No obstante, hay muchos otros aspectos que no están en los manuales, pero que sí que están diariamente en mi práctica docente:

Fomentar las relaciones sociales: para muchos, un buen maestro es el que hace que todos los niños estén en silencio. Yo tengo otro concepto, prefiero que los alumnos sepan distinguir cuándo se debe hablar, cuándo estar en silencio para concentrarse y cuándo escuchar. En Infantil es importante que hablen entre ellos: se desarrolla el lenguaje, la personalidad, fomenta las relaciones sociales, la expresión corporal, la resolución de conflictos, los vínculos entre compañeros…

Fomentar el razonamiento: respeto sus opiniones, no doy un “no” por respuesta cuando el niño se equivoca, es preferible preguntarle “¿por qué crees eso?”: haciéndole reflexionar aprende más. Tampoco acepto un “porque sí” por respuesta, porque no se está razonando.

Iniciativa: fomentar la autonomía y la toma de decisiones. Muchos aspectos del aula se someten a votación casi a diario. Se trata de educar a personas competentes, seguras, con pensamiento autónomo, capaces de encontrar soluciones y eso lo trabajo desde pequeños.

Respeto a la personalidad del niño: dar libertad (siempre dentro de unos límites) es esencial. Si se les corta esta libertad, diciéndoles de qué color deben pintar cada fragmento de un dibujo para que todo sea “perfecto”, por ejemplo, siempre esperarán a que se les diga lo que deben hacer, siendo así incapaces de solucionar problemas por sí mismos. Si cada niño es diferente, no debemos pretender que todos actúen de igual manera.

Aprendizaje constructivo: intento que los alumnos construyan sus propios conocimientos. Para ello es imprescindible la experimentación, el razonamiento lógico, la observación… Considero importante en todo proceso de aprendizaje la experimentación, partir de la vivencia.
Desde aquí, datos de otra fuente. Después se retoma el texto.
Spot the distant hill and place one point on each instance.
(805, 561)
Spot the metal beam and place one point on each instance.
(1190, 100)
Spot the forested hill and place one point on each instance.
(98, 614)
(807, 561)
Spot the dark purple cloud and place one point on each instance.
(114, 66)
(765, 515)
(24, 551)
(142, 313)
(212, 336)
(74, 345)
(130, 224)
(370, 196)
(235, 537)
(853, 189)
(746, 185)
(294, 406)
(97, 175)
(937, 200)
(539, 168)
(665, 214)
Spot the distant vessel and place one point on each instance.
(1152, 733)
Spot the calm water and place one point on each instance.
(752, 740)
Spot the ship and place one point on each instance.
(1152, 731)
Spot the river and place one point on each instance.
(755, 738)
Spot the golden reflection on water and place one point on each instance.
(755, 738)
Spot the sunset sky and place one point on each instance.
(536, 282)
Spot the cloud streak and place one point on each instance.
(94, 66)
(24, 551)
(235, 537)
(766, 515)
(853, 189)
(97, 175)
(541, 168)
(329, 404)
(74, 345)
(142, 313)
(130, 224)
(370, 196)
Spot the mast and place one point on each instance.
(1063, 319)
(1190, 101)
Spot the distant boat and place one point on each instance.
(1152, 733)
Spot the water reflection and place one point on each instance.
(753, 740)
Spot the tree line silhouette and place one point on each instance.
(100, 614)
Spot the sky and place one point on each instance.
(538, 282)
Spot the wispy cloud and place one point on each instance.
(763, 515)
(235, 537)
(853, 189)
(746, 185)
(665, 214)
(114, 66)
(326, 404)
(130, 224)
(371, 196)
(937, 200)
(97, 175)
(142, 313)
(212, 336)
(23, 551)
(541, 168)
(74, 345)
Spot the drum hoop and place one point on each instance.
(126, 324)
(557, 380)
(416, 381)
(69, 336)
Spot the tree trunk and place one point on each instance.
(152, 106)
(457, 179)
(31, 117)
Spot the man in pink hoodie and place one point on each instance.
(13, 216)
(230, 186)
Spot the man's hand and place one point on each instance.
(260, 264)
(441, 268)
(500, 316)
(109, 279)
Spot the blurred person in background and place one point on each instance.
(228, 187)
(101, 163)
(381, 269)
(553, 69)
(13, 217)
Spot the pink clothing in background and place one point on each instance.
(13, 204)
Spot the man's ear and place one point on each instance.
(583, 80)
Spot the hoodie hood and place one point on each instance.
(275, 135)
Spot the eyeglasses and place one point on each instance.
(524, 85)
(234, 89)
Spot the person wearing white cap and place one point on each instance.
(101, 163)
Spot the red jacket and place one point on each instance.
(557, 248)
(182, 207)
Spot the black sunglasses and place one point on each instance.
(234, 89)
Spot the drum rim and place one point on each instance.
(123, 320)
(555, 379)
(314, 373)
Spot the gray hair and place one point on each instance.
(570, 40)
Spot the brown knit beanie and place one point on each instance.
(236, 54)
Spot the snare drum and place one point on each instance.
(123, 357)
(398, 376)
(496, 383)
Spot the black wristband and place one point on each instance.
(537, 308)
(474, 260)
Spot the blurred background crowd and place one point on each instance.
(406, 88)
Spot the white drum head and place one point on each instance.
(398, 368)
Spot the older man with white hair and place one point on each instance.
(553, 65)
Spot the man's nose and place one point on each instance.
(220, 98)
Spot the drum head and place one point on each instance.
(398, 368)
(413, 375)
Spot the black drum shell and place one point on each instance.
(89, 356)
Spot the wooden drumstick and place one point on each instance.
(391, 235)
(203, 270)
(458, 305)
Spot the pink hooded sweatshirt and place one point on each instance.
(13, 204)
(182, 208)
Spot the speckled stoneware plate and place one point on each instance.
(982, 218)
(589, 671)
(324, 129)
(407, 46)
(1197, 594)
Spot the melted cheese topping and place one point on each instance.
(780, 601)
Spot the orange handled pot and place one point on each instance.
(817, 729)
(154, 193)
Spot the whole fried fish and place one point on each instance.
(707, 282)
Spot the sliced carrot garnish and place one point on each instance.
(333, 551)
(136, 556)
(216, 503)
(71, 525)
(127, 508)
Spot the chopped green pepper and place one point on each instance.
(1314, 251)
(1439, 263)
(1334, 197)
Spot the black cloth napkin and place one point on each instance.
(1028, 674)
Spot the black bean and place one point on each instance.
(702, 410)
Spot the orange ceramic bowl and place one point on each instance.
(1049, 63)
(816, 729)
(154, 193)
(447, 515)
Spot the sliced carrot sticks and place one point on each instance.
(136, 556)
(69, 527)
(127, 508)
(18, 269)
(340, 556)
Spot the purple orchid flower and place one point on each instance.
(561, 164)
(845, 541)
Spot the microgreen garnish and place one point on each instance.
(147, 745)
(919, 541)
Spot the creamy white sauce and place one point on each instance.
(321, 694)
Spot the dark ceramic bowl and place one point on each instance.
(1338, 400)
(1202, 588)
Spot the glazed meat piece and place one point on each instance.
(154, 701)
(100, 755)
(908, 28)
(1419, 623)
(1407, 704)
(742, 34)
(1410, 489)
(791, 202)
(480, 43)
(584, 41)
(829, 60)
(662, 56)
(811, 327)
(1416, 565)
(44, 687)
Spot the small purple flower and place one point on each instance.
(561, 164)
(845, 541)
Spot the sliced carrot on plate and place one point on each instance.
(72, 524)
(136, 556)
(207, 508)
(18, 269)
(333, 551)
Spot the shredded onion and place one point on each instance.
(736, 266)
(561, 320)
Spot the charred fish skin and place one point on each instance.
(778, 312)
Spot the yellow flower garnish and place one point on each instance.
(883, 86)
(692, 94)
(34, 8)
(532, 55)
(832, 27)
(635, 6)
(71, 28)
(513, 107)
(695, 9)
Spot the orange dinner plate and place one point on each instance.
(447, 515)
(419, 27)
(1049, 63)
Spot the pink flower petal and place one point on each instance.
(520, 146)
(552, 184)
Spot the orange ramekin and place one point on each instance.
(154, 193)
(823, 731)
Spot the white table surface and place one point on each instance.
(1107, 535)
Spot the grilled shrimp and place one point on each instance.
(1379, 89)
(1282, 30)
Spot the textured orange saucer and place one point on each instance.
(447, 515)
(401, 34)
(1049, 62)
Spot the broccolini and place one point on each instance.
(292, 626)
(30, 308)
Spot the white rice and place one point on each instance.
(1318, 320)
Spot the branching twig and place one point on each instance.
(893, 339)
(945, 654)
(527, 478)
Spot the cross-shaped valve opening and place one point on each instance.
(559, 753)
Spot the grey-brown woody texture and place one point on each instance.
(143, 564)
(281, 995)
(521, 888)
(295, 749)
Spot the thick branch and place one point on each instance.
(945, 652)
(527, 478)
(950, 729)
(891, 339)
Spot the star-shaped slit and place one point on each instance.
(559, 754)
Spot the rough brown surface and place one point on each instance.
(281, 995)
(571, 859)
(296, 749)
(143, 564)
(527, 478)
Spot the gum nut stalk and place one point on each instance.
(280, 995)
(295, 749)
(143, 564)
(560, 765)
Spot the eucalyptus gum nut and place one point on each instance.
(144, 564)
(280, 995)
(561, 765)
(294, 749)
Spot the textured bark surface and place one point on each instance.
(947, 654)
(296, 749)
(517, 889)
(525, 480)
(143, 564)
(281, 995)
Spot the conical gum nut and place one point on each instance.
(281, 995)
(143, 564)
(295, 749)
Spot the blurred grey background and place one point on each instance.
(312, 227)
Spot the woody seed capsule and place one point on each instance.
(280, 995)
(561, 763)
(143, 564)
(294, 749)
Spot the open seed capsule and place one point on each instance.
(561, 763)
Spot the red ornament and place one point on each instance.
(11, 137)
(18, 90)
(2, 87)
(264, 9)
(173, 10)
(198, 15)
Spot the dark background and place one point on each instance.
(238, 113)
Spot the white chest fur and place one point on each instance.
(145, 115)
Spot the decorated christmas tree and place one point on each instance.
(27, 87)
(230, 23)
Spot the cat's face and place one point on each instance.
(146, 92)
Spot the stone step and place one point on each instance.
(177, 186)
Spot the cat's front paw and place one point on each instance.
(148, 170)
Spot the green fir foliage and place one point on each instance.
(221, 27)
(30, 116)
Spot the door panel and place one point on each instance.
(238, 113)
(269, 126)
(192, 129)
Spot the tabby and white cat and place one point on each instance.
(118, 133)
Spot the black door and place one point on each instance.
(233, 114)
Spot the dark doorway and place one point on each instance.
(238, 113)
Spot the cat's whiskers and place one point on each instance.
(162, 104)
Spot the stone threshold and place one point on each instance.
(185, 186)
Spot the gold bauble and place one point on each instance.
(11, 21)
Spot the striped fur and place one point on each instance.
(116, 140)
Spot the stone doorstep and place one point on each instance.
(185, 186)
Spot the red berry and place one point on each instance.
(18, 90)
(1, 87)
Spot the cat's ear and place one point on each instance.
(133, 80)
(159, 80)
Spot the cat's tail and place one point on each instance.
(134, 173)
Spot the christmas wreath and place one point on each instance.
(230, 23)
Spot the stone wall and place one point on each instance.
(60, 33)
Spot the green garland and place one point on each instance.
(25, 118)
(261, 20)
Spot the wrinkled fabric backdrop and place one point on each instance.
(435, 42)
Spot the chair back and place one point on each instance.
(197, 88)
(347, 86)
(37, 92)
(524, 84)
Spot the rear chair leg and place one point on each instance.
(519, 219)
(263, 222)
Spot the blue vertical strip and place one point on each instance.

Elección e investigación del centro de interés: Célestin Freinet planteó en su día los llamados “centros de interés”. Se trata de centrar la atención en algo que interesa al niño. Hoy día este concepto se ha transgiversado, se han creado unos supuestos “centros de interés” estándar a partir de los cuales se organizan las unidades didácticas (el otoño, los alimentos, la ciudad, los medios de transporte…) ¿Alguien le ha preguntado a los niños lo que quieren estudiar?, ¿tiene las mismas vivencias y necesidades un niño de Galicia que uno de Canarias? Si la respuesta es “no”, ¿por qué se enseñan los mismos temas en todos los niveles en la mayoría de centros de todo el país? Hay que plantearnos muchas cosas en este sentido. Por eso intento recuperar la idea pura de Freinet: buscar ese eje motivador y a partir de ahí el globalizar hacia todos los ámbitos posibles. Por tanto, en mi clase, los propios niños eligen democráticamente lo que quieren estudiar (recordemos el curso pasado cómo investigamos sobre el globo aerostático, los girasoles o las mariposas y la cantidad de cosas que aprendimos). Los niños eligen el centro de interés y mi misión como maestra es, a partir de eso, globalizar hacia otros ámbitos.